Elevated few-shot network intrusion detection via self-attention mechanisms and iterative refinement

The network intrusion detection system (NIDS) plays a critical role in maintaining network security. However, traditional NIDS relies on a large volume of samples for training, which exhibits insufficient adaptability in rapidly changing network environments and complex attack methods, especially when facing novel and rare attacks. As attack strategies evolve, there is often a lack of sufficient samples to train models, making it difficult for traditional methods to respond quickly and effectively to new threats. Although existing few-shot network intrusion detection systems have begun to address sample scarcity, these systems often fail to effectively capture long-range dependencies within the network environment due to limited observational scope.

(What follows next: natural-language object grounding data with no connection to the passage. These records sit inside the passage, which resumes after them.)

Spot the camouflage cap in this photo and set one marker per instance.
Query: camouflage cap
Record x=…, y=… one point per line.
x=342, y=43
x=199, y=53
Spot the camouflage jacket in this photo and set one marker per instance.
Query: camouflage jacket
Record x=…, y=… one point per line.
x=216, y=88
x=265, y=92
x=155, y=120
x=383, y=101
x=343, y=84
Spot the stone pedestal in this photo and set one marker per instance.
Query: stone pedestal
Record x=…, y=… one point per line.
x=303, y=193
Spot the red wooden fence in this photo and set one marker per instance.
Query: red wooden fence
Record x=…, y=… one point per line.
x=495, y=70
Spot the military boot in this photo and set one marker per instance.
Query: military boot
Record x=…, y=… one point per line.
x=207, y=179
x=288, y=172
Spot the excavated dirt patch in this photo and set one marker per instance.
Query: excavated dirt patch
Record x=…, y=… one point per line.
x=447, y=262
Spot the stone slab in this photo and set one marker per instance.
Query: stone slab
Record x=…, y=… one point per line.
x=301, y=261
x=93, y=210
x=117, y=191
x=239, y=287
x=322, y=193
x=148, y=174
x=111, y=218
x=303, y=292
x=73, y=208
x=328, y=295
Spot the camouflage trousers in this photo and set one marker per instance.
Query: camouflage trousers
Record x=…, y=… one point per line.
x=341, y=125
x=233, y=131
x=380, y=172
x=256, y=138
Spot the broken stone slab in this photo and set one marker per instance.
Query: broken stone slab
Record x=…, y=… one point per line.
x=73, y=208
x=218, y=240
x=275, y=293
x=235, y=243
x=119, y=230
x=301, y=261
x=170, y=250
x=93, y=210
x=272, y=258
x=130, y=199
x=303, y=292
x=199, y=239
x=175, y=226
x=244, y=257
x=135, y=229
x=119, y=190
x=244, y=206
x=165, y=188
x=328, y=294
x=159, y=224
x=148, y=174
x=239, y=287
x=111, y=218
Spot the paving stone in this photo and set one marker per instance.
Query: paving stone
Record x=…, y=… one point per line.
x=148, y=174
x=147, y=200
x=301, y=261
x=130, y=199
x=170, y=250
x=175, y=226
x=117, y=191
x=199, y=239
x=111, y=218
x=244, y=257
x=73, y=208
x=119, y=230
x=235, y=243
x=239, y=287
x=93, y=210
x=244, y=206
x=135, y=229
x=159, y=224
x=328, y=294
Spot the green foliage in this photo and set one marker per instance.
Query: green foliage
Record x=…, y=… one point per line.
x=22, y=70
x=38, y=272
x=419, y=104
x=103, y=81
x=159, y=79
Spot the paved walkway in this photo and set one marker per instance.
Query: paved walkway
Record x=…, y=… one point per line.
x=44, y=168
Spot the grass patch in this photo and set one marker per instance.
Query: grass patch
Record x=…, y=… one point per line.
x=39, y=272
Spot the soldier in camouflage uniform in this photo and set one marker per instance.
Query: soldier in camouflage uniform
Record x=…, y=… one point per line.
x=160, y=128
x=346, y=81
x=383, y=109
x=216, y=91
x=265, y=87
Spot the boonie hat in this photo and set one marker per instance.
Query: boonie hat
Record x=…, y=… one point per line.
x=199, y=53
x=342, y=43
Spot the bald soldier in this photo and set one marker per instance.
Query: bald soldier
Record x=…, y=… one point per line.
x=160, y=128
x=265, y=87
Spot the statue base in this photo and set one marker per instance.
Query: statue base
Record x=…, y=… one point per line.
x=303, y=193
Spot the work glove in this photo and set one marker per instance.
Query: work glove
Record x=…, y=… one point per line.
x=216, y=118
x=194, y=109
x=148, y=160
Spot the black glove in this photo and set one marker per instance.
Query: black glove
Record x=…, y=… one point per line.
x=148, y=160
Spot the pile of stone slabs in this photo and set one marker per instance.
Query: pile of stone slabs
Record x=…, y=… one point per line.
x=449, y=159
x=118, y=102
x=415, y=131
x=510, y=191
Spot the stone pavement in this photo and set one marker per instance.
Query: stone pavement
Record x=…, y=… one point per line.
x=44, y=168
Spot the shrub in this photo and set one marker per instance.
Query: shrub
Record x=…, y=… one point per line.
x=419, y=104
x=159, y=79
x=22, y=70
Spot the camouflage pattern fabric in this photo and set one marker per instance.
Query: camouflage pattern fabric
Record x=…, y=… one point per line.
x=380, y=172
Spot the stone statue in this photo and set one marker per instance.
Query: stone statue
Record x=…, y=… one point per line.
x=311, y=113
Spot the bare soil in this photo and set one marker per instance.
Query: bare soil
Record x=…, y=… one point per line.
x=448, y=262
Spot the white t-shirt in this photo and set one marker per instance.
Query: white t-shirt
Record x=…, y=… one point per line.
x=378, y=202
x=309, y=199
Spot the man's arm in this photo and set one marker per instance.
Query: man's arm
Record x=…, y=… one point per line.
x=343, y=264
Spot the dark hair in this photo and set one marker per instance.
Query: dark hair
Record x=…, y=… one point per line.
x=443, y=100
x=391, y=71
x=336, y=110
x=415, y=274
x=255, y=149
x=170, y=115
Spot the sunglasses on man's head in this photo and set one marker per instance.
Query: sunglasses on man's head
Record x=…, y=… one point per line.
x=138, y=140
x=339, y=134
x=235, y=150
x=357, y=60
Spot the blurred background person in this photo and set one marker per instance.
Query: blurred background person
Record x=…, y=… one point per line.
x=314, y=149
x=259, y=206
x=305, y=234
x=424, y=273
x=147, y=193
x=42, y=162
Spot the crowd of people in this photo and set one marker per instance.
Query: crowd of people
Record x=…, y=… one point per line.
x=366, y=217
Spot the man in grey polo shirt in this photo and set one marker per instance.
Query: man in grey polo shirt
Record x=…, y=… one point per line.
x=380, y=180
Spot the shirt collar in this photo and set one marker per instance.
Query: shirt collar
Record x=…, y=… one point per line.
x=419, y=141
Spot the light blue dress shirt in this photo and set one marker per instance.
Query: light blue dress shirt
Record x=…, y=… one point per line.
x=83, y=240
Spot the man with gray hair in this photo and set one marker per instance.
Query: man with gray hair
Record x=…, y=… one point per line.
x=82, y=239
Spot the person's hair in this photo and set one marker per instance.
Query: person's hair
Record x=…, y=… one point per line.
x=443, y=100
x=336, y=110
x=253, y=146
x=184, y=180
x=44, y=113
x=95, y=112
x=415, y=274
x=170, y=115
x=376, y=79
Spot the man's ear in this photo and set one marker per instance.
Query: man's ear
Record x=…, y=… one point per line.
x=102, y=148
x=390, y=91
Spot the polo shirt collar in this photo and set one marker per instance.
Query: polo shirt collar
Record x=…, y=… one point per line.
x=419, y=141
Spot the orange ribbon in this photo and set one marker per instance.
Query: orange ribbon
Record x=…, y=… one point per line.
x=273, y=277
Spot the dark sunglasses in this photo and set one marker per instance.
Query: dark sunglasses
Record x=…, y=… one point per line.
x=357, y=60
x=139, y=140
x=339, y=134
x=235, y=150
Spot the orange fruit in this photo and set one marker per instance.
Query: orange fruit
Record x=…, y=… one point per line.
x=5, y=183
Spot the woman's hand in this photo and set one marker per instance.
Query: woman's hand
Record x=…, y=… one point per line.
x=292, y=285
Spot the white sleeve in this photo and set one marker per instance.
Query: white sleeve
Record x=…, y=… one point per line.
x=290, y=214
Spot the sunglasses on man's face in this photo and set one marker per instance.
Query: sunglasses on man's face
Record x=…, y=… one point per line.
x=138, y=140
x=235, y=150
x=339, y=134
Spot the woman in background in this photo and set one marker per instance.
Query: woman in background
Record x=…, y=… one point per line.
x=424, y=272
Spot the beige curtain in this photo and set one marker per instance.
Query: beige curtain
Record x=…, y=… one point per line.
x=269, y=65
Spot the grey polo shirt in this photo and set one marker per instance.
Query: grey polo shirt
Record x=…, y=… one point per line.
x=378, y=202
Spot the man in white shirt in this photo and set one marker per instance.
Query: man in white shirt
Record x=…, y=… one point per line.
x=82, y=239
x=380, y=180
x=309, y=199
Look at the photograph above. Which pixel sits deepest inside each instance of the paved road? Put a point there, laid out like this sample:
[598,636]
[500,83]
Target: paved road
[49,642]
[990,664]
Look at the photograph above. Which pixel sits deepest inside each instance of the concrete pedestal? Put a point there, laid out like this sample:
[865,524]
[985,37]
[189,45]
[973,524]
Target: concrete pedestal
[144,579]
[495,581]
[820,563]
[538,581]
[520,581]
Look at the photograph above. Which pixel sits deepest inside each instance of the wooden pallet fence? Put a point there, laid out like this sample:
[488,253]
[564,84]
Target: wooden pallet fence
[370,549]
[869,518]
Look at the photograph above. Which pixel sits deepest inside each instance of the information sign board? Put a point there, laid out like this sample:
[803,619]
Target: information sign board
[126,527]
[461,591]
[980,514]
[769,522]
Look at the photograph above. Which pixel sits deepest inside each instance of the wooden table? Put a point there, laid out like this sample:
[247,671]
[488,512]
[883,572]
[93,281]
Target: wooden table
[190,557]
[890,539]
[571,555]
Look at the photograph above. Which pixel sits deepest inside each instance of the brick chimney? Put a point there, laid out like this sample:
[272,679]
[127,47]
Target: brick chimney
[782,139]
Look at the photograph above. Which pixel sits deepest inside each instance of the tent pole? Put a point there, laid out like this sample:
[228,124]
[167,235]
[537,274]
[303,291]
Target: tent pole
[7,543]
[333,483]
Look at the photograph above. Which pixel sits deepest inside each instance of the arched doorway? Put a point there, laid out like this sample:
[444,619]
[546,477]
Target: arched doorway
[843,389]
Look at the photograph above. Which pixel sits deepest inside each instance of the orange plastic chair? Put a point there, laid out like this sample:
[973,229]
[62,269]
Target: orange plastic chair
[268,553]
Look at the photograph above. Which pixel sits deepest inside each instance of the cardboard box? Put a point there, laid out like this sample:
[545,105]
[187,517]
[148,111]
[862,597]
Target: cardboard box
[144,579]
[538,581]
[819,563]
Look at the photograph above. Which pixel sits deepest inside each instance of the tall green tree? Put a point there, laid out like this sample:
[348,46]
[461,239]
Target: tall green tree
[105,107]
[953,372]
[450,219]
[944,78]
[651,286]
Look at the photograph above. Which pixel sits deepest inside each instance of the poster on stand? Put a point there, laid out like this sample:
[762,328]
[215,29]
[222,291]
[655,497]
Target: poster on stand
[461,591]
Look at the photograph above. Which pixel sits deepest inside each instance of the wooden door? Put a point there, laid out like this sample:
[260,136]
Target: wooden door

To overcome these challenges, this paper proposes a novel elevated few-shot network intrusion detection method based on self-attention mechanisms and iterative refinement. This approach leverages the advantages of self-attention to effectively extract key features from network traffic and capture long-range dependencies. Additionally, the introduction of positional encoding ensures the temporal sequence of traffic is preserved during processing, enhancing the model's ability to capture temporal dynamics. By combining multiple update strategies in meta-learning, the model is initially trained on a general foundation during the training phase, followed by fine-tuning with few-shot data during the testing phase, significantly reducing sample dependency while improving the model's adaptability and prediction accuracy. Experimental results indicate that this method achieved detection rates of 99.90% and 98.23% on the CICIDS2017 and CICIDS2018 datasets, respectively, using only 10 samples.